Right now, our Balkanized system of downstream “sick care” treats all aspects of our health—our physical health, our mental health, the medications we take, our daily lifestyle choices—in isolation. But, of course, all of these aspects of our health are deeply interconnected. I believe AI holds the promise of integrating and unifying them and so improving holistic health.
People aren’t just angry at health insurers and pharmacy benefit managers. They also want to take more control of their own health.
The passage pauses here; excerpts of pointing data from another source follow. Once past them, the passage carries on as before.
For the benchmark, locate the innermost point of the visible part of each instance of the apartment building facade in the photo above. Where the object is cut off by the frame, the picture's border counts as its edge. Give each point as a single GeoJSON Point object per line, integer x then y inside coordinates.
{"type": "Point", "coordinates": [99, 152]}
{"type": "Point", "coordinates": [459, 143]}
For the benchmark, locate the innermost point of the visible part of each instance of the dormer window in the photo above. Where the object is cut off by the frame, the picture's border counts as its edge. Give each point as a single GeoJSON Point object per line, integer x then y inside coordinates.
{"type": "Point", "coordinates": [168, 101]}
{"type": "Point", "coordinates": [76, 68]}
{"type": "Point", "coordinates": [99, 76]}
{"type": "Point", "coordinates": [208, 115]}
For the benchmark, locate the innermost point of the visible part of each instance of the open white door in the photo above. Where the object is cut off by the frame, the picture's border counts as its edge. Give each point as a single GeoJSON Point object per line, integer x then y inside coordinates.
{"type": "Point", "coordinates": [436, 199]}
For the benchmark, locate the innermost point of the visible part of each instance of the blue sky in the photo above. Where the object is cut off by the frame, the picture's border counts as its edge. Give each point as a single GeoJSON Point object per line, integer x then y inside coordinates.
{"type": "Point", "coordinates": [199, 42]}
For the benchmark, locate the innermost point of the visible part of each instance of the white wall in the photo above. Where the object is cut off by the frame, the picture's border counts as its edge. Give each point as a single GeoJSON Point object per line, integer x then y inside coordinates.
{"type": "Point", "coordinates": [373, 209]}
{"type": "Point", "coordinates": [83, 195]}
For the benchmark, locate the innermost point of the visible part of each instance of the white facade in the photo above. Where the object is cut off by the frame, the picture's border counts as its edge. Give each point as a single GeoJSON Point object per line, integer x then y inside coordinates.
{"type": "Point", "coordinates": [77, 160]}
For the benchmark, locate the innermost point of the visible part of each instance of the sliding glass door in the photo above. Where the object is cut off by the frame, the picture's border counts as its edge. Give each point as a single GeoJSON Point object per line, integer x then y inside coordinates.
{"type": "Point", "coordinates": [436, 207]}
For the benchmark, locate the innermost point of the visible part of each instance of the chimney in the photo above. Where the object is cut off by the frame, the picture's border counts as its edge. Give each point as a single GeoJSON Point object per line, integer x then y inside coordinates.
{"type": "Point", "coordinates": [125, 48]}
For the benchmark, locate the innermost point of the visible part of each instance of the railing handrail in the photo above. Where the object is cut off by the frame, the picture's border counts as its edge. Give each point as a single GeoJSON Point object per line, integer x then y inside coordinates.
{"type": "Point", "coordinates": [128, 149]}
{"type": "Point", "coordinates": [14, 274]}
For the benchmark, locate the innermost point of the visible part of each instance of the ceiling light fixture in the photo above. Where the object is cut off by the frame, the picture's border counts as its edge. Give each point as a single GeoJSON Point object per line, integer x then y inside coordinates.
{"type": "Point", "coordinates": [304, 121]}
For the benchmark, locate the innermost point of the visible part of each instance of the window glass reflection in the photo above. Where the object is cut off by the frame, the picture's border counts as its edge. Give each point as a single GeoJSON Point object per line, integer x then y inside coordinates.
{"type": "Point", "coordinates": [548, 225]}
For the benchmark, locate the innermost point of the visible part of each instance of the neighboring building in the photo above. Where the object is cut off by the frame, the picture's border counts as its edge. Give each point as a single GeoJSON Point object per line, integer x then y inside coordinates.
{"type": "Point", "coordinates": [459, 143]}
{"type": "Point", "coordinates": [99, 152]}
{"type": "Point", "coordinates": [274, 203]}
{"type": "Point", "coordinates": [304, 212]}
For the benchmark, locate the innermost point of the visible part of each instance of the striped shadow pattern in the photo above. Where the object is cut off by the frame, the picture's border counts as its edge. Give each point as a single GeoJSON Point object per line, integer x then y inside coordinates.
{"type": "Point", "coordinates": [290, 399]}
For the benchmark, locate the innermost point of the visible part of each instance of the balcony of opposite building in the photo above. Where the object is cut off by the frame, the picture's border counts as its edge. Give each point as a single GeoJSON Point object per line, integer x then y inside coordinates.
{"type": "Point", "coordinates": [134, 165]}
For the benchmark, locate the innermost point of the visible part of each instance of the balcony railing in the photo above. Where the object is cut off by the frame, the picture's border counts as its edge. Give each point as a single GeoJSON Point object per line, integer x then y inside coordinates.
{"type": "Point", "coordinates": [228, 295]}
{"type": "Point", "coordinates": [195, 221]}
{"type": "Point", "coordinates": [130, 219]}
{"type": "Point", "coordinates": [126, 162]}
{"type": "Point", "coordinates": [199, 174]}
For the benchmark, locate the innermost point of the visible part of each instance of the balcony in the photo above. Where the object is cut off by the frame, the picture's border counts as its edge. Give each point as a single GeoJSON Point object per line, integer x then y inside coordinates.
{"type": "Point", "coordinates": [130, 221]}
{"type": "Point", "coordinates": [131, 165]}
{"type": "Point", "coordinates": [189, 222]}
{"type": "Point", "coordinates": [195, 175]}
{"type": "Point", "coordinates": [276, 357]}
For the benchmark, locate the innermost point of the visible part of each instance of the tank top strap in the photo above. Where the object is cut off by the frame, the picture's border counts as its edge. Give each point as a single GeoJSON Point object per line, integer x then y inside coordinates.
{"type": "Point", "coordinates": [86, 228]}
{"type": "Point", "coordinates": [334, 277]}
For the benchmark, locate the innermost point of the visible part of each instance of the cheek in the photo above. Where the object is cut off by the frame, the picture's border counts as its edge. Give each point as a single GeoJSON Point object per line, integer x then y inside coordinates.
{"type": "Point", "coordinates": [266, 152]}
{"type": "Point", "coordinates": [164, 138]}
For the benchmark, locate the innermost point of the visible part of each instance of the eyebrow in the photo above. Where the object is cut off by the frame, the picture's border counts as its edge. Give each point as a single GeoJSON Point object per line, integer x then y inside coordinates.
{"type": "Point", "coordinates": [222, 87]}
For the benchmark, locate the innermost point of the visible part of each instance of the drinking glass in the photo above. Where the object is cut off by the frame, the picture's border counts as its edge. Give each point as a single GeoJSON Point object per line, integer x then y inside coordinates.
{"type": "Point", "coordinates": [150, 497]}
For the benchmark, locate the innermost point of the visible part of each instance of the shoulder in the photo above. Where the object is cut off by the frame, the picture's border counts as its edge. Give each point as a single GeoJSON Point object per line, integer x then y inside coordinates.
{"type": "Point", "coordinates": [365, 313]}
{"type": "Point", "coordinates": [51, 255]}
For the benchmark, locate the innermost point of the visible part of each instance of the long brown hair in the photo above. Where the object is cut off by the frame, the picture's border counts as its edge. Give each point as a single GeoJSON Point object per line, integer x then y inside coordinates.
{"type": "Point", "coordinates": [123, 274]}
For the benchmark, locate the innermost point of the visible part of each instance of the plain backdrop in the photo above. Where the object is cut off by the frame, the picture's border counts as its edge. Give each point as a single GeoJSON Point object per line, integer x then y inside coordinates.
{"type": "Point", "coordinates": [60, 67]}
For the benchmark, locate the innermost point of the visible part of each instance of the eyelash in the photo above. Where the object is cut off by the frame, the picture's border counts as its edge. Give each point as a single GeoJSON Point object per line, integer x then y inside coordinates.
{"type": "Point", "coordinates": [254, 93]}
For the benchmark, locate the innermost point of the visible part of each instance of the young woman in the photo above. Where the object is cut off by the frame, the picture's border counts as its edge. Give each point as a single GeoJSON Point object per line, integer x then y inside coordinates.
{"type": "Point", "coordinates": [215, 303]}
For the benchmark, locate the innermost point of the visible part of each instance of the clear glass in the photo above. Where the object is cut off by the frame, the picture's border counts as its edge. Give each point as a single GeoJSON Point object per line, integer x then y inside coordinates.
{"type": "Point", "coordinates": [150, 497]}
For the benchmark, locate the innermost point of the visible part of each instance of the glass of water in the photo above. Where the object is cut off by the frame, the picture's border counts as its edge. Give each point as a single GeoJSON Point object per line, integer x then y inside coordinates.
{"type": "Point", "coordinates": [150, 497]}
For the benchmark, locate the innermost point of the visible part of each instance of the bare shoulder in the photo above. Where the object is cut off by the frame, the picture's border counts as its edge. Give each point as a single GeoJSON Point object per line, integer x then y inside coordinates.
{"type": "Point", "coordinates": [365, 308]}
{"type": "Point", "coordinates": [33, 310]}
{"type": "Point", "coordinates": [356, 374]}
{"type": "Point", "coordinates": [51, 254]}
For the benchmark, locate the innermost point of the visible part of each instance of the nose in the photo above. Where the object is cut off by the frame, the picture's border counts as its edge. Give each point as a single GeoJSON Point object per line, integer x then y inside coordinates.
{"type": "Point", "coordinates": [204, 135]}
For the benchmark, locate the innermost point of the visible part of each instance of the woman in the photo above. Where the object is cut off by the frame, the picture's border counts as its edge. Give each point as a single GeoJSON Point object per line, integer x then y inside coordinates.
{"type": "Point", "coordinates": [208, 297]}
An increasing number of Americans (65%) are turning to Google for health advice. That’s 70,000 searches per minute and more than 1 billion per day. And more and more Americans are now using AI chatbots like ChatGPT, Gemini, and Claude to answer their health questions. The problem is that only 40% find online health content reliable, and when people do find credible information, they’re unable to make practical use of it and incorporate it into their lives. Hyper-personalized AI can bridge this gap.
As we’re seeing with the AI coach that Thrive AI Health is building, the hyper-personalization of AI makes it possible to lower friction and help people adopt healthier behaviors that can lead to dramatically better health outcomes. As Daisy Wolf and Vijay Pande from Andreessen Horowitz wrote, “The biggest step changes in human health lie not just in curing every disease, but in revolutionizing the consumer experience. We can markedly improve our health by simplifying health monitoring, ensuring medication adherence, and promoting healthier lifestyles — all areas where traditional healthcare companies have struggled.” This is why companies like Microsoft are building teams to focus specifically on consumer health.
Will AI be used to help, or hurt, patients?
Patients are eager to use tools that will empower them to have more control over their health. Whether the healthcare industry is ready to use AI for the benefit of patients is another matter. After the shooting, reports came out detailing lawsuits both UnitedHealthcare and Humana are facing over their use of algorithms to systematically deny patients’ claims. The lawsuit against UnitedHealth claims that 90% of the algorithms’ decisions were reversed on appeal.
This is an important reminder that AI is just a tool. It can be used to deepen the flaws in the system that’s fueling so much outrage, or it can be used to create more time for doctors to treat patients and more support for patients to improve their health between doctor visits through personalized behavior change.
As Michele Gershberg and Michael Erman report for Reuters, in the wake of Thompson’s shooting, “healthcare companies are taking a step back to better understand patients’ experiences.”
I would argue that they also need to take a step forward, and use AI not to maximize profit by more efficiently denying care, but to maximize health outcomes by enabling better health care and better health habits.
“We know the health system does not work as well as it should, and we understand people’s frustrations with it,” wrote Andrew Witty, the CEO of UnitedHealth Group in the New York Times. “Our mission is to help make it work better.”
The time to act on that mission is now. The U.S. healthcare system is currently an oligopoly, concentrated in the hands of a few CEOs who exert tremendous power on the lives of millions. With great power comes great responsibility. The healthcare system is front and center in both our national and personal conversations. Healthcare leaders need to use this opportunity not just to talk about the need for big changes—but to make big changes happen.